On Tefaf’s opening day, Hall reported selling a work by German Baroque painter Johann Carl Loth for “less than $500,000” to a European collector who, along with those on the US East Coast, remains the main driver of the old. main market.

Hall said he had tried to give a “more contemporary touch” to his presentation at the fair this year, although he added that while “old master images look great with contemporary and modern works, they do not thrive in a white cube”. In 2018 Hall collaborated with contemporary dealer David Zwirner on an exhibition titled Endless Enigma: Eight Centuries of Fantastic Art. Among the works Hall sold were a late Titian, to a contemporary buyer, as well as several medieval sculptures and a drawing by Goya. Future collaborations are in preparation. Hall would appear in good company. Last week the FinancialTimes reported that the contemporary Saatchi Yates galley is launching an Old Masters division.

There are ways, of course, to make new discoveries in ancient art. At Tefaf, British dealer Stuart Lochhead is exhibiting the works of two 19th-century sculptors, Félicie de Fauveau and Charlotte Besnard, two female artists “who have long been denied in the canon of art history”, according to the gallery. Lochhead noted that museums are “particularly interested in filling gaps in their collections”, while emphasizing that “an artist must be a good artist above all else”. De Fauveau’s marble portrait of King Henry V sold on the second day of the fair to an American institution, for “about $170,000”.

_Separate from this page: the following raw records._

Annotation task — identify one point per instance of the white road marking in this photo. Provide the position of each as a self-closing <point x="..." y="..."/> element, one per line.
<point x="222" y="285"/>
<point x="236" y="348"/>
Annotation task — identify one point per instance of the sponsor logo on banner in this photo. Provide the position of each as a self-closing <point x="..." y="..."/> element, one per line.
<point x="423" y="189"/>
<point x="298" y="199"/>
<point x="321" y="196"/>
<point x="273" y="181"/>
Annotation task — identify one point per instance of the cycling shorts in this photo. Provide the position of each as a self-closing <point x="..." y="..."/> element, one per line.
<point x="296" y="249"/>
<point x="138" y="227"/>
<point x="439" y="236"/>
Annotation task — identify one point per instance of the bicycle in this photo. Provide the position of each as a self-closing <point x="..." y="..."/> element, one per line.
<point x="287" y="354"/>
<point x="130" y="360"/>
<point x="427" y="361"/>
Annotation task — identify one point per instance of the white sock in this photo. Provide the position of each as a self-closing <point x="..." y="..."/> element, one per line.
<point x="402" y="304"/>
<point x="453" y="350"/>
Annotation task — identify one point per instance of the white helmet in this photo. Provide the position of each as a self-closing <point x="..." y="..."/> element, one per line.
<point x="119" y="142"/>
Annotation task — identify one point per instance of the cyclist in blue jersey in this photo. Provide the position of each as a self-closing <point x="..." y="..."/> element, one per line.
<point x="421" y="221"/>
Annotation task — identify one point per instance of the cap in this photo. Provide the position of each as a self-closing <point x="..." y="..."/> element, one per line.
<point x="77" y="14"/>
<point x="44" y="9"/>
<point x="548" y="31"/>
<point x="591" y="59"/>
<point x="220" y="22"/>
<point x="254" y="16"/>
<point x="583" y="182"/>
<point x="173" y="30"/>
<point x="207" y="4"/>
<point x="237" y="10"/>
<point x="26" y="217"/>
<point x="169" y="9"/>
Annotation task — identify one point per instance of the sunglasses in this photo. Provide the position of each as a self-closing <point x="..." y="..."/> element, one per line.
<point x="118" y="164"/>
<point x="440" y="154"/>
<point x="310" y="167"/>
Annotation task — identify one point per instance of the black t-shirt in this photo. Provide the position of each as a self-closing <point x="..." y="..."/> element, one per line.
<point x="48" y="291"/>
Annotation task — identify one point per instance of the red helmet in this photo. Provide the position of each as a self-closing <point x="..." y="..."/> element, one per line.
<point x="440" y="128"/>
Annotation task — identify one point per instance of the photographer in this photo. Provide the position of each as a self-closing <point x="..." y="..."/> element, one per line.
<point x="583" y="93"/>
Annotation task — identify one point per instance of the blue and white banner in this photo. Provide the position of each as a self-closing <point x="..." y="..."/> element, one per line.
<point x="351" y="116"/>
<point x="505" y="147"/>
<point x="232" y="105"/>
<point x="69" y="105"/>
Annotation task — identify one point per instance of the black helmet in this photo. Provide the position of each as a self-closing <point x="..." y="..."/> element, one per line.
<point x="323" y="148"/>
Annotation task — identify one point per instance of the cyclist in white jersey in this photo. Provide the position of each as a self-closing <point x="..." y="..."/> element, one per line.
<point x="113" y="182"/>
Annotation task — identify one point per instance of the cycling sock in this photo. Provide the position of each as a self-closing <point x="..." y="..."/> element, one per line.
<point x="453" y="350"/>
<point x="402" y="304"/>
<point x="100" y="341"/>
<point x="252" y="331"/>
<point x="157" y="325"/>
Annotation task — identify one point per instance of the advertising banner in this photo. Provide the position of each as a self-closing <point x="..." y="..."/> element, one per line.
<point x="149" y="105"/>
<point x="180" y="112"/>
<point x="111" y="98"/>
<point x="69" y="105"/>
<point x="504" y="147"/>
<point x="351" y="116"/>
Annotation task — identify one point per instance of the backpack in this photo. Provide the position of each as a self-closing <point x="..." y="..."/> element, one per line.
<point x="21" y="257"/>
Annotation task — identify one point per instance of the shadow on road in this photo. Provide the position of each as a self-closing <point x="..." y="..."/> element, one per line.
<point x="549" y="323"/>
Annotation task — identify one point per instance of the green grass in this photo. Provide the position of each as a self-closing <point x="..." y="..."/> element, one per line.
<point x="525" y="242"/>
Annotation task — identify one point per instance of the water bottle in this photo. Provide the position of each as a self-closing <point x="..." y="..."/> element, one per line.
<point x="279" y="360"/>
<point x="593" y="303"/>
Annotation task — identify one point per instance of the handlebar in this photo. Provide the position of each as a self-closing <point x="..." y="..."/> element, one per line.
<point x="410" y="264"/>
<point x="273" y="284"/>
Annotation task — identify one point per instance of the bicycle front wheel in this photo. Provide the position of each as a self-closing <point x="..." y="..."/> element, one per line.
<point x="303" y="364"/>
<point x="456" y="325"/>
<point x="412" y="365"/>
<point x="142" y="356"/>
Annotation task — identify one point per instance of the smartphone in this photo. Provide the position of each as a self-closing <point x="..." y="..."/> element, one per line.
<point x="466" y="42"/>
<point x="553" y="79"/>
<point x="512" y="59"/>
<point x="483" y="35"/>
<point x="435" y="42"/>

The supply of the best works is the perennial problem of Old Master dealers and big sales were not very present at the fair. One of the biggest sales reported on opening day, at the Lochhead stand, was a sculpture by Barthélemy Prieur, lion devouring a deerwhich sold for around £1.4million.

Although considerable by most people’s standards, the sum pales in comparison to the prices achieved for contemporary art. Indeed, in 2021, European Old Masters accounted for just 4% of fine art auctions, a figure dwarfed by the 45% share claimed by post-war and contemporary art.

Several dealers have pointed out that the comparison is questionable, given that the type of collector involved in the contemporary art market is more concerned with investment than “the values ​​of beauty, quality and rarity”, as it is put. the Italian merchant Antonacci Lapiccirella. Within two days of the salon opening, she sold Giacomo Balla The four Seasons (1940) to a European private collector for approximately 1 million euros.

From a public perspective, “there is no shortage of interest in Old Master paintings,” said British dealer Charles Beddington. Indeed, just look at the fact that the Vermeer Exhibition at the Rijksmuseum sold out almost immediately, while there are regular queues to enter the Prado in Madrid or the Louvre in Paris.

Over time, dealers hope this interest will trickle down to the market. “I think there’s a growing feeling that old master paintings are undervalued compared to almost everything else, not just contemporary art but also sculpture and drawings,” Beddington said.